I was astounded by one find: two fat binders in which Marian had collected a ton of memorabilia about the San Jose Lasers, the professional women’s basketball team that lasted only two years. I had no idea she’d done this: game programs, media guides, and pages and pages of news clippings, all organized by date. I don’t think she ever referred to the material after 1998; she certainly never mentioned it or shared it with me. It’s a potentially valuable historical collection and I set it with the other Lasers memorabilia that I already knew about. Which reminds me, that I’d submitted a donation form to History San Jose offering that material a week ago, and have had no reply. I need to follow up on that, even more now.
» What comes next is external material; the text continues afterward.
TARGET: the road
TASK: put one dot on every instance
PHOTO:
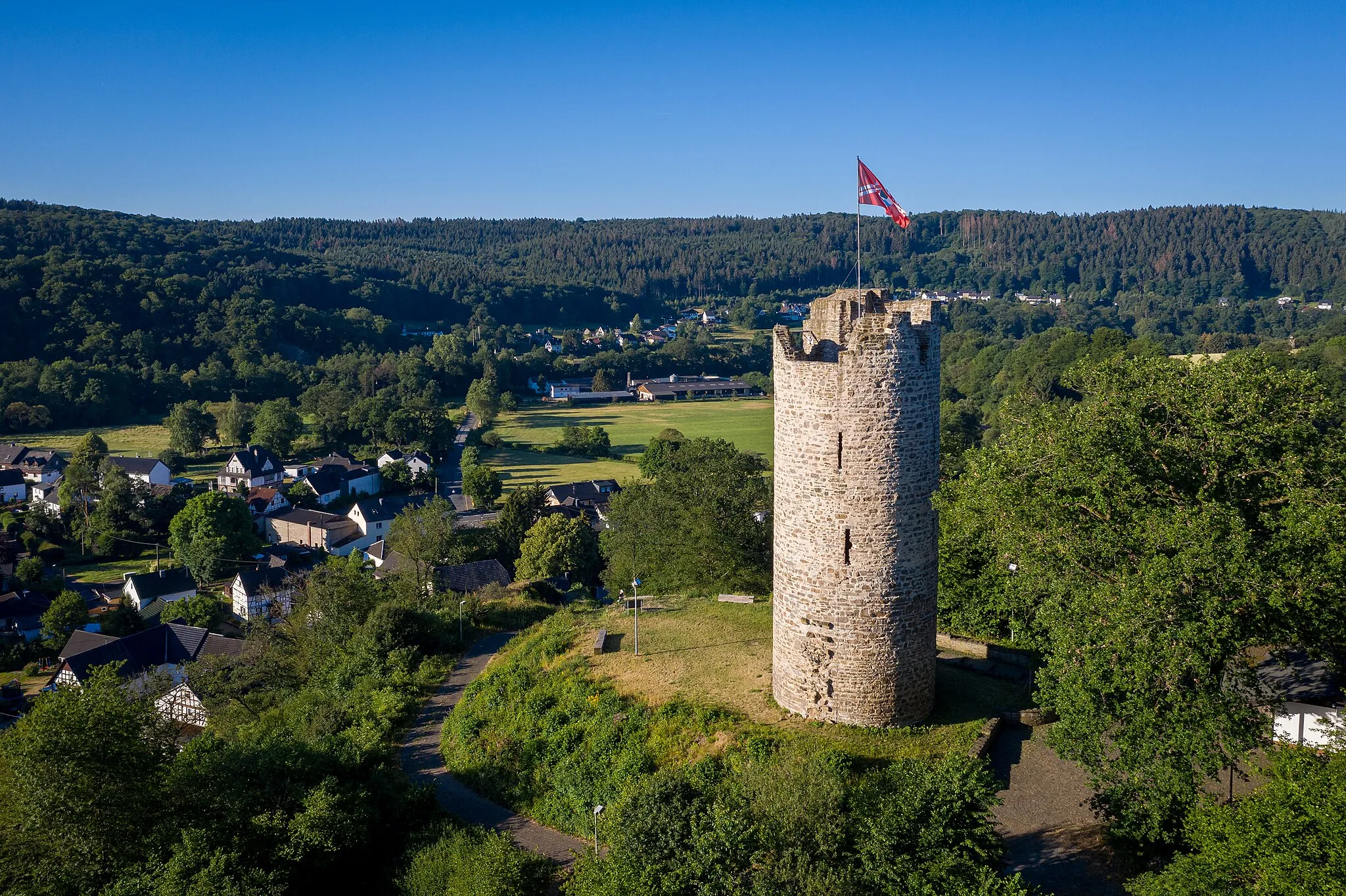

Also in the APR closet were some garments of mine I rarely wear. (The APR closet was to us what an attic might be to others.) Two pairs of Expedition-brand trousers, light, no-iron, can be washed out in a hotel sink and be dry the next morning. Last worn on the trip to Italy in 1999. I tried them on. They fit, but frankly look as unstylish as shit. I’m embarrassed I toured Italy in them. Put them in a pile for Goodwill.

Next up, my one sport coat. It’s OK, it fits, but it’s kind of tweedy and bulky. Probably a real fashionista could identify the decade I bought it. (I wouldn’t doubt it was the 80s.) Anyway, I am not throwing it out but have made a mental note to replace it.

Finally, my one suit. Quite a nice one, a Borcelino, but… it doesn’t fit me! I currently find a 38 waist a little bit loose, and I’ve been wondering if I couldn’t fit in 36 jeans. But this suit: no way, I could not possibly fasten that waistband. The jacket has a rather nipped waist and although I could button it, it was clear in the mirror that it wasn’t happy being buttoned. I’ve been my present weight and heavier for a long time. When did I buy this suit, that I fit a 36 or 34 waist? When might I possibly have worn it last? It’s a mystery. Well, it is possible that my body has changed shape, thickening at the waist with age. Maybe I could have worn it twenty years ago, weighing as much as I do now or more, but having younger, springier abs to hold it in?

I looked carefully at the pants and jacket, wondering if a seamstress could let it out. Looking at the pants seam, it might yield another half-inch maybe, no more. As for the jacket, you’d have to open up the lining and fiddle with curved seams. So, never mind; the suit has to go.